Marine Le Pen donnait voici quelques jours un long entretien au magazine L'Incorrect. Edouard Husson l'a lu et le commente dans la nouvelle lettre que lance Le courrier des stratèges ("Les droites de Husson") et à laquelle vous pouvez d'ores et déjà vous abonner. Extraits.

Marine Le Pen a déclaré sa candidature à l’élection présidentielle ce vendredi 9 avril 2021. Si beaucoup de commentateurs français et étrangers sont convaincus que sa victoire est devenue possible, comment la présidente du rassemblement Nationale profite-t-elle d’une situation apparemment favorable ? La candidate du débat raté a donné un entretien au magazine L’Incorrect. Eh bien le contenu est, malgré le titre de la publication, politiquement très correct ! La candidate montre que malgré les apparences, elle n’a pas bougé d’un iota depuis 2017 :
« Je crois qu’il n’y a plus de droite ni de gauche, mais ce n’est pas parce qu’on passe d’un clivage gauche/droite à un clivage mondialistes/nationaux qu’il ne faut pas savoir s’adresser, sans doute en des termes différents pour exprimer la même chose, aux patriotes qui viennent de l’ancienne droite et aux patriotes qui viennent de l’ancienne gauche. Le vrai sujet que je compte exposer à tous est: est-ce que l’on considère que la nation reste la structure qui permet de défendre l’identité, d’assurer la prospérité, d’apporter la sécurité – pas seulement physique – et de conserver au peuple sa souveraineté, ou est-ce qu’on est voué à basculer dans une optique post-nationale, où les frontières n’ont plus aucune importance, où l’on est d’ici comme on peut être d’ailleurs et où l’on appartient plus à une classe sociale qu’à un pays? »
Pas un mot pour la France des entrepreneurs
Certes. Mais qu’en est-il de la politique économique ? Poussée dans ses retranchements par les intervieweurs, la fille de Jean-Marie Le Pen s’en tire par une pirouette digne de Jacques Chirac : « Incontestablement, la sortie de l’euro a beaucoup effrayé. C’est pourquoi, dès 2017, nous avons décidé qu’il fallait entendre les inquiétudes de nos électeurs. Nous avons bien fait puisque, aux européennes de 2019, ils ont validé notre positionnement. Y a-t-il d’autres points qui posent problème ? » Il est frappant de constater que la candidate n’aborde jamais d’elle-même les sujets économiques. Elle n’a pas un mot pour la France des entrepreneurs, pour cette France active dont la création de richesse est ponctionnée de plus en plus par un Etat qui se nourrit de bureaucratie et d’inflation législative. (…)

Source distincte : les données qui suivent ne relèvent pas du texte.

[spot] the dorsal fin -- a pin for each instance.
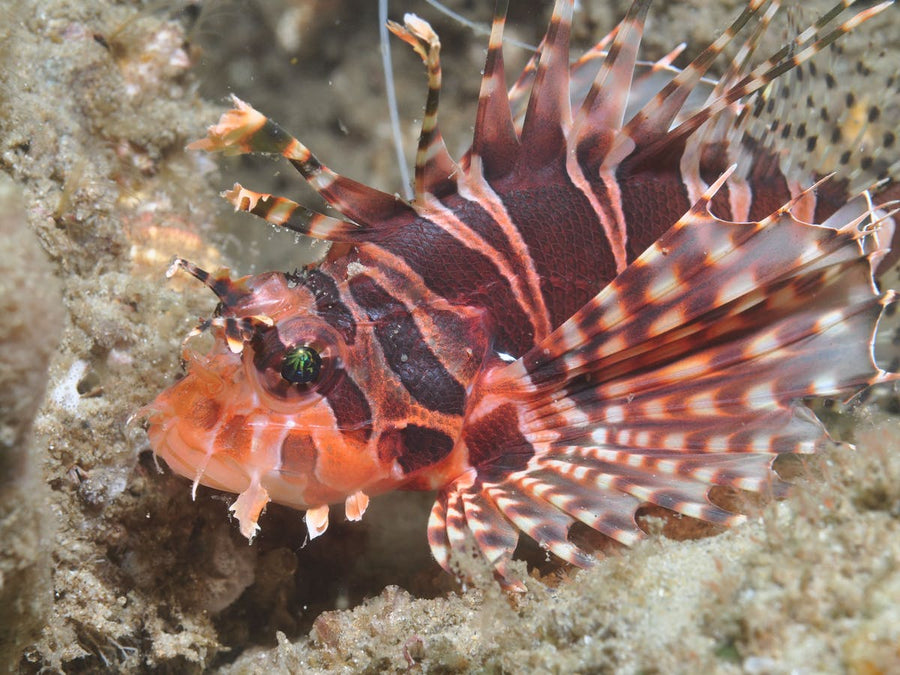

"Arrêtez d'emm... les Français" (Georges Pompidou à Jacques Chirac, 1966)

Alors, un coup pour rien, cet entretien à L’Incorrect ? Les rédacteurs du journal, proche de Marion Maréchal, font le meilleur commentaire pour souligner indirectement ce qu’ils auraient voulu entendre :
« Ce que nous attendons du prochain chef de l’État, c’est que, quelle que soit la bannière sous laquelle il aura été élu, il mène une politique de droite. Profondément, viscéralement de droite, comme cela n’a pas été le cas depuis…? Depuis tellement long- temps que nous-mêmes en avons perdu le souvenir. Une politique de droite, pour faire simple et court, ce serait que l’essentiel des moyens de l’État soit consacré à ses fonctions régaliennes. Que l’État, pour reprendre la formule de Georges Pompidou, arrête « d’emmerder les Français ». Que les « forces vives » de la nation puissent prospérer en paix. Qu’il soit mis fin à l’inflation législative et réglementaire, et même, soyons fous, que la décrue soit engagée par la réduction substantielle des différents codes. »
On ne saurait mieux dire. Surtout si on se souvient que ces propos de Georges Pompidou s’adressaient à un certain Jacques Chirac, jeune énarque, qui arrivait dans le bureau du Premier ministre de l’époque avec une masse de parapheurs à signer.
Aucun des candidats briguant des suffrages à droite – et Madame Le Pen pas plus que les autres – ne met la question de la liberté au centre de son programme. C’est la meilleure assurance pour Emmanuel Macron d’être réélu. Et pour le pays de s’enfoncer un peu plus sur « la route de la servitude » (F. Hayek).